In DSM fusion benchmarks (Omaha, Jacksonville, Argentina, London), SFE-GAF consistently delivers the lowest RMSE—up to 6 m better than non-adaptive alternatives. Per-class accuracy benefits are most pronounced for vegetation classes, increasing 2–6% over median fusion. Qualitative examples underline improved edge fidelity and suppression of typical "salt-pepper" artifacts (Albanwan, 27 Apr 2024).

6. Comparison with Conventional Fusion Schemes

SFE-GAF supersedes traditional median, adaptive median, K-median, and global weighted average fusion schemes. While nonadaptive methods blur boundaries or fail in multi-modal histograms, SFE-GAF delineates individual objects despite complex class and geometric landscapes. The filter's internal class-wise noise modeling enhances separation, particularly in scenes with mixed building/vegetation structure. Visual assessment corroborates the superiority of SFE-GAF in urban blocks with intricate topography (Albanwan, 27 Apr 2024).

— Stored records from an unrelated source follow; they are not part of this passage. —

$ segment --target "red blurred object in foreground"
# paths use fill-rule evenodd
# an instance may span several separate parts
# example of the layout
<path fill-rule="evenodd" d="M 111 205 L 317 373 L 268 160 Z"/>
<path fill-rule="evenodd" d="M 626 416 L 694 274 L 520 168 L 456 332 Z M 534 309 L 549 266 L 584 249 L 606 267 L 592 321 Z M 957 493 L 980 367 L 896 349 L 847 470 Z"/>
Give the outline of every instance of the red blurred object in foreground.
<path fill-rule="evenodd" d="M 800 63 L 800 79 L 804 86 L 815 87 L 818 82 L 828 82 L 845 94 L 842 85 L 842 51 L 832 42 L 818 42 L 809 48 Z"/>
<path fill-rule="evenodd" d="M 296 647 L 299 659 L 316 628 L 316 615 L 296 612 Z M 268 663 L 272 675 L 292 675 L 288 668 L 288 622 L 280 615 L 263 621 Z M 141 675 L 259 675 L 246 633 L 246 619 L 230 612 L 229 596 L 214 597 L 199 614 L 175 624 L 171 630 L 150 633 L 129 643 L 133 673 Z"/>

7. Design Rationale and Plausible Implications

An X-shaped grid in LDConv is optimal for capturing morphologies like tortuous vessels—aligning the receptive field to elongated structures and minimizing background sampling. Learned offsets allow dynamic bending along vessel trajectories or object boundaries. The semantic-height weighting confers additional robustness to class-wise variability. This suggests SFE-GAF is well-suited for any spatial fusion task involving thin, directional, or semantically heterogeneous structures. A plausible implication is that similar adaptive fusion paradigms may benefit precise delineation in other biomedical or geospatial modalities characterized by localized geometry and diverse class statistics.

Summary Table: SFE-GAF Key Features and Empirical Gains

Domain	Method	Key Fusion Mechanism	Performance Gain
Retinal Imaging	SFE-GAF in DB-KAUNet (Xu et al., 1 Dec 2025)	X-shaped LDConv + Attention	+1.5% F1, +1.6% SE, +0.4% ACC
Remote Sensing	SFE-GAF Filter (Albanwan, 27 Apr 2024)	Geometry/semantic-weighted sum	1–6 m RMSE reduction; 2–6% class accuracy gain

SFE-GAF represents a technically rigorous, geometry- and class-aware approach to spatial feature fusion, validated in diverse high-precision contexts and offering substantial improvements in edge fidelity and object-specific segmentation accuracy.